Like you, like Nocera, I’m horrified by what just happened by way of “compromise.” If you could see me, I have that hangdog look we’ve seen on Sen. Harry Reid over the last twenty-four hours, a sense of crushing existential weight that not even his mighty majoritarian shoulders can bear. Oh, and Ramadan Mubarak!
Nocera’s use of “jihad” is consistent with the use of the term by the extremists who have perverted Islam, who have so manipulated its very language, its most sacred terms, as to make them entirely unpalatable, worthy of a broadcast television bleep, and I for one am fed up both with that, and with the lazy acceptance of such abuse by the same individuals who’d probably ask why Muslims don’t do more to fight the misappropriation of their religion.
A local Muslim leader can deliver a sermon on what jihad really is, write an op-ed in a regional newspaper, and organize some kind of lecture or event series which rejects the extremist abuse of Islam and explains how their abuse of Islam is flawed, immoral, and historically and theologically wrong. Misguided. Evil.
And then, a columnist in an international newspaper makes a throwaway reference to “jihad” in the sense that extremists have used it, confirms the popular impression of what jihad is and what it means, and all that effort is immediately undone.
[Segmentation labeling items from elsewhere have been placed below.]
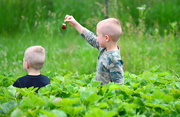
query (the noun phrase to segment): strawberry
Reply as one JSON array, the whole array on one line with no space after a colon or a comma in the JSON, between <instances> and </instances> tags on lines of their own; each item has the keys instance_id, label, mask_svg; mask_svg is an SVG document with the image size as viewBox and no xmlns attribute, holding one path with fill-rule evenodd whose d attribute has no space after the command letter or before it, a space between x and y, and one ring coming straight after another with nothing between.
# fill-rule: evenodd
<instances>
[{"instance_id":1,"label":"strawberry","mask_svg":"<svg viewBox=\"0 0 180 117\"><path fill-rule=\"evenodd\" d=\"M63 23L61 28L62 28L62 29L66 29L66 24Z\"/></svg>"}]
</instances>

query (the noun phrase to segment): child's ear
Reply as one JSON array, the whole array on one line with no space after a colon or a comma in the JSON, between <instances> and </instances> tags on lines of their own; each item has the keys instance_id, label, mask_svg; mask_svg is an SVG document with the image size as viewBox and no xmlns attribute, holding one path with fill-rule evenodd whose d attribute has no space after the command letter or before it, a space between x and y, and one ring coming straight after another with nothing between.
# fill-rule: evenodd
<instances>
[{"instance_id":1,"label":"child's ear","mask_svg":"<svg viewBox=\"0 0 180 117\"><path fill-rule=\"evenodd\" d=\"M105 35L106 41L108 42L110 40L109 35Z\"/></svg>"}]
</instances>

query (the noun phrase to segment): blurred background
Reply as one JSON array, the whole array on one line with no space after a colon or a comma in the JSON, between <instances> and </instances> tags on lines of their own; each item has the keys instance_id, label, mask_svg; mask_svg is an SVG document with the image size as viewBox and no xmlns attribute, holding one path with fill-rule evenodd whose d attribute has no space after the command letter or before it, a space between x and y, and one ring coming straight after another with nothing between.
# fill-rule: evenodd
<instances>
[{"instance_id":1,"label":"blurred background","mask_svg":"<svg viewBox=\"0 0 180 117\"><path fill-rule=\"evenodd\" d=\"M0 73L26 74L23 54L33 45L46 49L44 74L62 69L94 73L98 50L68 24L61 29L66 14L94 33L106 15L119 19L123 28L119 46L126 72L140 74L159 66L180 73L179 0L1 0Z\"/></svg>"}]
</instances>

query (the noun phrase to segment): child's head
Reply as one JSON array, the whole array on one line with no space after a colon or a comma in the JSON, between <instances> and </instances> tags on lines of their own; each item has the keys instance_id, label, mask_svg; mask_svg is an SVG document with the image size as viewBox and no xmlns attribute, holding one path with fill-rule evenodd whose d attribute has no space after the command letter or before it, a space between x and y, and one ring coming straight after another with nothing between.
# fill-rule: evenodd
<instances>
[{"instance_id":1,"label":"child's head","mask_svg":"<svg viewBox=\"0 0 180 117\"><path fill-rule=\"evenodd\" d=\"M27 63L28 67L40 70L43 67L44 62L45 49L42 46L31 46L26 49L24 53L24 64Z\"/></svg>"},{"instance_id":2,"label":"child's head","mask_svg":"<svg viewBox=\"0 0 180 117\"><path fill-rule=\"evenodd\" d=\"M109 36L113 42L118 42L122 29L119 21L115 18L108 18L97 24L97 35Z\"/></svg>"}]
</instances>

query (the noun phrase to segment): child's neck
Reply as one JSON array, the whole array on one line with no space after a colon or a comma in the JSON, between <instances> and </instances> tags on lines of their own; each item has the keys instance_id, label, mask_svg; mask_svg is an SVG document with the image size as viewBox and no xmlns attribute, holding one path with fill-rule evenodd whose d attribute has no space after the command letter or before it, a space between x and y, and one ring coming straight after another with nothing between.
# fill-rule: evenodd
<instances>
[{"instance_id":1,"label":"child's neck","mask_svg":"<svg viewBox=\"0 0 180 117\"><path fill-rule=\"evenodd\" d=\"M40 75L40 70L29 69L28 75Z\"/></svg>"}]
</instances>

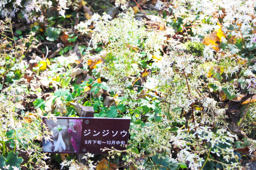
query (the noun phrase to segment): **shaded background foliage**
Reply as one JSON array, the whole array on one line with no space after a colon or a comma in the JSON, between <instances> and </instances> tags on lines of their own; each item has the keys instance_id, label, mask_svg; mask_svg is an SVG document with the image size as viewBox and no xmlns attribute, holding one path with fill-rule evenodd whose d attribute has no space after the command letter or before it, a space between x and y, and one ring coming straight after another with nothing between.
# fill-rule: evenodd
<instances>
[{"instance_id":1,"label":"shaded background foliage","mask_svg":"<svg viewBox=\"0 0 256 170\"><path fill-rule=\"evenodd\" d=\"M3 168L235 169L255 160L253 1L0 3ZM83 165L41 153L52 133L42 116L79 116L82 105L131 118L126 154L88 154Z\"/></svg>"}]
</instances>

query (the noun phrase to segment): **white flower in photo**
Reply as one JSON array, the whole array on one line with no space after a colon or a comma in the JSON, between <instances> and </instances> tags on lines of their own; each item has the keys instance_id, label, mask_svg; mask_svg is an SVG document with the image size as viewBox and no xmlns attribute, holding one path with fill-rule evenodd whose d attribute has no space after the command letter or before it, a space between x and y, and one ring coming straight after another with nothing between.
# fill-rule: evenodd
<instances>
[{"instance_id":1,"label":"white flower in photo","mask_svg":"<svg viewBox=\"0 0 256 170\"><path fill-rule=\"evenodd\" d=\"M56 142L55 148L54 148L54 152L60 149L60 146L62 146L63 149L65 151L66 149L66 145L65 143L63 140L62 137L62 133L64 133L64 131L67 129L67 127L64 125L59 124L57 126L54 127L53 129L56 132L56 134L58 134L59 135L57 142Z\"/></svg>"}]
</instances>

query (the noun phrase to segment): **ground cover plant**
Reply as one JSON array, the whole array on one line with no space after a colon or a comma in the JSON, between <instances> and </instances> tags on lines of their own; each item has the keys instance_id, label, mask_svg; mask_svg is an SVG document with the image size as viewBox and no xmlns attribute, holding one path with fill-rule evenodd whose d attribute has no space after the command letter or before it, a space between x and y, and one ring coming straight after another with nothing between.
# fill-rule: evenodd
<instances>
[{"instance_id":1,"label":"ground cover plant","mask_svg":"<svg viewBox=\"0 0 256 170\"><path fill-rule=\"evenodd\" d=\"M253 1L0 3L0 169L242 169L255 160ZM42 117L79 117L82 106L131 118L125 154L41 152L57 131L41 130Z\"/></svg>"}]
</instances>

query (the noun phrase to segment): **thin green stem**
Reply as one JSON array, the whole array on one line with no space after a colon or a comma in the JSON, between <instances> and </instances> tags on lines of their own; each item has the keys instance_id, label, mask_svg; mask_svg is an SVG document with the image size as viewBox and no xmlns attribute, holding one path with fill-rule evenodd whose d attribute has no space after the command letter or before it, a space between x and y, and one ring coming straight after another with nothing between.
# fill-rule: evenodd
<instances>
[{"instance_id":1,"label":"thin green stem","mask_svg":"<svg viewBox=\"0 0 256 170\"><path fill-rule=\"evenodd\" d=\"M208 153L208 154L207 155L207 157L206 157L206 159L205 159L205 161L204 161L204 165L203 165L202 167L201 167L201 168L200 169L200 170L202 170L203 169L203 168L204 168L204 166L205 165L206 163L207 162L207 160L208 160L208 158L209 158L209 155L210 155L210 153L211 153L211 150L212 150L212 147L210 148L210 150L209 151L209 152Z\"/></svg>"}]
</instances>

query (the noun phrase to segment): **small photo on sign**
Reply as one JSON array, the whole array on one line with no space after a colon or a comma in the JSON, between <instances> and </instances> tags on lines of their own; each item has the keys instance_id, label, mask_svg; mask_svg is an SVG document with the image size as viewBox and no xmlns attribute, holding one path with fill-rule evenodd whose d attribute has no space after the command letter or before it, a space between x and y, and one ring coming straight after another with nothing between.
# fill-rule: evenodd
<instances>
[{"instance_id":1,"label":"small photo on sign","mask_svg":"<svg viewBox=\"0 0 256 170\"><path fill-rule=\"evenodd\" d=\"M43 152L80 152L82 119L58 119L55 122L52 119L44 118L43 121L48 127L48 131L52 132L53 135L52 140L43 140Z\"/></svg>"}]
</instances>

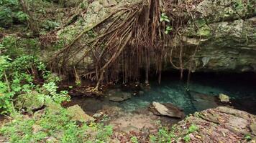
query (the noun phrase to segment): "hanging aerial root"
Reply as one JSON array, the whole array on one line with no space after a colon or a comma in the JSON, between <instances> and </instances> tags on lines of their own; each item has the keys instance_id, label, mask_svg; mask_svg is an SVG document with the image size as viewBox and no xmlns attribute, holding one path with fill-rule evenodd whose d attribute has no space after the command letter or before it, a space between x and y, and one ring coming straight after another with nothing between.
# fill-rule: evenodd
<instances>
[{"instance_id":1,"label":"hanging aerial root","mask_svg":"<svg viewBox=\"0 0 256 143\"><path fill-rule=\"evenodd\" d=\"M170 64L176 69L183 70L184 64L183 49L175 46L173 39L181 35L180 27L184 22L177 15L170 16L172 20L170 24L161 22L160 19L161 14L165 12L164 4L160 0L147 0L117 9L81 31L70 44L56 53L53 59L62 62L61 68L64 69L68 61L82 51L75 66L81 65L89 56L93 60L91 66L94 69L85 73L83 77L96 82L95 88L88 89L96 93L99 93L101 84L116 82L120 77L124 83L139 79L141 68L145 69L145 83L148 84L152 66L159 74L160 82L165 58L169 58ZM168 24L175 29L169 34L165 31ZM104 30L100 31L100 29ZM96 37L85 41L80 40L91 30L98 34ZM77 42L81 45L75 46ZM174 51L179 51L179 64L173 62Z\"/></svg>"}]
</instances>

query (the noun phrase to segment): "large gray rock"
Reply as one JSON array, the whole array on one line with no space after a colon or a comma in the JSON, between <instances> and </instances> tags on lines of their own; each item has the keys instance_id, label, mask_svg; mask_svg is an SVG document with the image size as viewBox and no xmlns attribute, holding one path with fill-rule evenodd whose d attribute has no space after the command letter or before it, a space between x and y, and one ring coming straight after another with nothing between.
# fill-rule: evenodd
<instances>
[{"instance_id":1,"label":"large gray rock","mask_svg":"<svg viewBox=\"0 0 256 143\"><path fill-rule=\"evenodd\" d=\"M252 127L255 119L255 115L246 112L219 107L196 112L179 122L178 128L182 129L176 135L186 134L193 124L200 129L191 133L191 142L247 142L244 137L250 135L253 139Z\"/></svg>"},{"instance_id":2,"label":"large gray rock","mask_svg":"<svg viewBox=\"0 0 256 143\"><path fill-rule=\"evenodd\" d=\"M74 105L68 107L68 112L73 121L84 122L95 121L94 118L86 114L78 105Z\"/></svg>"},{"instance_id":3,"label":"large gray rock","mask_svg":"<svg viewBox=\"0 0 256 143\"><path fill-rule=\"evenodd\" d=\"M109 97L109 100L111 102L124 102L124 101L130 99L131 97L132 96L131 96L130 93L121 92L121 93L116 93L114 95L111 95Z\"/></svg>"},{"instance_id":4,"label":"large gray rock","mask_svg":"<svg viewBox=\"0 0 256 143\"><path fill-rule=\"evenodd\" d=\"M195 91L187 91L187 93L193 104L193 107L197 111L202 111L218 107L218 99L214 96Z\"/></svg>"},{"instance_id":5,"label":"large gray rock","mask_svg":"<svg viewBox=\"0 0 256 143\"><path fill-rule=\"evenodd\" d=\"M184 117L184 113L182 110L171 103L160 104L153 102L150 109L156 115L178 118L183 118Z\"/></svg>"}]
</instances>

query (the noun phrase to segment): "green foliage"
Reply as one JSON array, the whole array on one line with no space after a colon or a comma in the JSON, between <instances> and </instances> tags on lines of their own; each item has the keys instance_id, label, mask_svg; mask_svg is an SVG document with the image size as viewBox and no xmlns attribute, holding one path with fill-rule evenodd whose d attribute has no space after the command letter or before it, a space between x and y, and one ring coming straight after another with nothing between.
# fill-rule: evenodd
<instances>
[{"instance_id":1,"label":"green foliage","mask_svg":"<svg viewBox=\"0 0 256 143\"><path fill-rule=\"evenodd\" d=\"M11 9L0 6L0 25L2 27L9 27L12 24L12 13Z\"/></svg>"},{"instance_id":2,"label":"green foliage","mask_svg":"<svg viewBox=\"0 0 256 143\"><path fill-rule=\"evenodd\" d=\"M137 139L137 137L134 136L132 136L130 140L132 143L139 143L138 139Z\"/></svg>"},{"instance_id":3,"label":"green foliage","mask_svg":"<svg viewBox=\"0 0 256 143\"><path fill-rule=\"evenodd\" d=\"M188 134L193 133L198 129L198 127L196 124L191 124L188 130Z\"/></svg>"},{"instance_id":4,"label":"green foliage","mask_svg":"<svg viewBox=\"0 0 256 143\"><path fill-rule=\"evenodd\" d=\"M191 137L189 137L188 134L187 134L183 137L183 139L186 143L188 143L191 141Z\"/></svg>"},{"instance_id":5,"label":"green foliage","mask_svg":"<svg viewBox=\"0 0 256 143\"><path fill-rule=\"evenodd\" d=\"M38 39L22 39L15 35L5 36L1 44L6 50L5 54L12 58L21 56L24 53L33 54L40 49Z\"/></svg>"},{"instance_id":6,"label":"green foliage","mask_svg":"<svg viewBox=\"0 0 256 143\"><path fill-rule=\"evenodd\" d=\"M0 56L1 112L9 114L13 112L14 97L21 93L30 93L36 88L33 83L35 79L42 77L45 81L49 81L50 75L44 64L33 56L23 56L12 60L7 56ZM61 103L68 100L67 92L57 93L57 86L54 83L46 83L44 87L49 91L47 96L54 102Z\"/></svg>"},{"instance_id":7,"label":"green foliage","mask_svg":"<svg viewBox=\"0 0 256 143\"><path fill-rule=\"evenodd\" d=\"M165 13L162 13L160 21L160 22L162 21L170 22L169 17L166 15Z\"/></svg>"},{"instance_id":8,"label":"green foliage","mask_svg":"<svg viewBox=\"0 0 256 143\"><path fill-rule=\"evenodd\" d=\"M157 122L157 124L158 124L160 129L157 134L150 136L150 142L171 142L176 139L177 137L175 132L177 129L175 126L173 126L172 129L169 129L167 127L163 127L160 122Z\"/></svg>"},{"instance_id":9,"label":"green foliage","mask_svg":"<svg viewBox=\"0 0 256 143\"><path fill-rule=\"evenodd\" d=\"M59 23L50 20L45 21L42 25L42 28L44 28L45 30L52 30L59 26L60 26Z\"/></svg>"},{"instance_id":10,"label":"green foliage","mask_svg":"<svg viewBox=\"0 0 256 143\"><path fill-rule=\"evenodd\" d=\"M60 93L57 93L58 87L54 82L44 84L42 87L49 92L48 95L55 103L61 104L63 102L69 102L70 99L67 91L61 91Z\"/></svg>"},{"instance_id":11,"label":"green foliage","mask_svg":"<svg viewBox=\"0 0 256 143\"><path fill-rule=\"evenodd\" d=\"M247 134L247 135L244 136L244 139L245 139L246 140L251 140L252 137L251 137L250 135Z\"/></svg>"},{"instance_id":12,"label":"green foliage","mask_svg":"<svg viewBox=\"0 0 256 143\"><path fill-rule=\"evenodd\" d=\"M21 22L27 21L27 20L28 20L29 19L29 16L22 11L19 11L16 14L17 14L17 18Z\"/></svg>"},{"instance_id":13,"label":"green foliage","mask_svg":"<svg viewBox=\"0 0 256 143\"><path fill-rule=\"evenodd\" d=\"M24 23L27 14L22 12L18 0L0 0L0 26L9 27L15 23Z\"/></svg>"},{"instance_id":14,"label":"green foliage","mask_svg":"<svg viewBox=\"0 0 256 143\"><path fill-rule=\"evenodd\" d=\"M165 29L165 33L166 34L169 34L172 30L173 30L173 28L172 28L171 26L168 26L166 27L166 29Z\"/></svg>"},{"instance_id":15,"label":"green foliage","mask_svg":"<svg viewBox=\"0 0 256 143\"><path fill-rule=\"evenodd\" d=\"M86 134L87 130L94 129L98 132L99 141L104 141L112 132L111 128L98 124L79 127L76 122L70 121L67 110L62 108L58 114L47 110L39 119L17 115L0 129L0 133L8 137L10 142L46 142L49 137L54 137L60 142L84 142L90 137Z\"/></svg>"}]
</instances>

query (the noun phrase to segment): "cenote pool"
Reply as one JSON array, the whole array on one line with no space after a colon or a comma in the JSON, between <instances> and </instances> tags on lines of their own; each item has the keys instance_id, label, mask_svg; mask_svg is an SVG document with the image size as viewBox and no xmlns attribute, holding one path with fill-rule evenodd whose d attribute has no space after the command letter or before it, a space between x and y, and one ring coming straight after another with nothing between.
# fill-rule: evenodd
<instances>
[{"instance_id":1,"label":"cenote pool","mask_svg":"<svg viewBox=\"0 0 256 143\"><path fill-rule=\"evenodd\" d=\"M188 114L221 105L217 97L225 94L231 98L229 106L256 114L255 74L193 74L189 82L190 92L186 90L186 81L180 80L178 74L163 73L163 77L160 84L153 79L150 87L140 84L118 85L109 89L104 97L73 97L72 102L91 113L104 106L116 106L127 112L133 112L149 107L152 102L172 103ZM132 97L122 102L111 102L109 99L113 94L109 92L115 96L129 93Z\"/></svg>"}]
</instances>

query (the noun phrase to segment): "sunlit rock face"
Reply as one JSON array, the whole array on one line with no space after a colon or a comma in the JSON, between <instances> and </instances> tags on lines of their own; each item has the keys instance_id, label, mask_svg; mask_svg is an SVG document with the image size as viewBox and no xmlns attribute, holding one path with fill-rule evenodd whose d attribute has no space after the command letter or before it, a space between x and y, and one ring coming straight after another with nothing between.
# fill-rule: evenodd
<instances>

Time to start over again.
People always ask me why American Muslims don’t do more to condemn terrorism. The real question is: Why can’t anyone hear us? Perhaps the same people should ask why a minority of Tea Party representatives were able to push for a so-called compromise which leaves the Democrats looking pathetic, wearied and defeated, even after mainstream capitalist thinkers insisted that America was not going to default on its debt.
Not only that, everyone in the world needed a safe haven for their capital and their profit. The theme was common: Focus on growth, increase spending, and then start cutting when the economy’s back on its feet again. And by economy, I mean the overwhelming majority of us, who cannot weather more than a few weeks without our regular sources of income. The Tea Party, by snarling Washington into a disgusting display of partisanship, created the doubt in the American economy’s long-term viability that they themselves initially claimed to set out to fix.
But the mainstream media rarely reports what people think and feel, and more often than not, reflects skewed priorities—those of the rich, and not just the rich, but the very, very rich. How convenient that we have saved America’s economy without costing the very, very rich any more in taxes—but the overwhelming majority of Americans, already squeezed, will be squeezed just that much harder. And I suppose this is all just a quaint coincidence.
And why don’t we wonder about that a little bit more?
Nocera’s use of the term “jihad” returns us to the theme that violence is foreign. The greatest danger to America is from outside. In the same way that so-called experts like Jeffrey Goldberg and Pamela Geller immediately blamed Muslims for the Norway attacks, even in the first minutes after the attack, when absolutely no evidence was available as to who was responsible (that’s not all Geller did).
Millions of American Muslims go about their lives in entirely normal ways, and the actions of a few, amplified by media platforms and irresponsible journalists, obscure that reality. Then Joe Nocera tries to compare Tea Party radicals to Islamic radicals, as if this makes the comparison more powerful—and his analysis more insightful.
But the Tea Party is not foreign; it is homegrown.
Don’t make this foreign. Don’t end with a casual reference to “suicide vests,” as if by making the Tea Party seem Muslim or Arab, they are therefore easier to disparage.
Don’t pin this on Muslims, however subtle you think you are being. The effect of such words is greater than you think. And the refusal to attend to the deeper issue is the real problem.
The right thing to do is face this head on, and ask why it has come out of America today, and what it is about America today that leads people to accept a narrative of economics presented by those who recently ruined our economy. Why is it that we have not only no short-term memory, but no memory at all? We must have the courage to ask questions about why the Tea Party’s agenda is so capable of capturing the media’s attention, and how it is that the party which controls the Senate and the White House was forced—or otherwise compelled—to give in, to make an economic desert, and call it a compromise.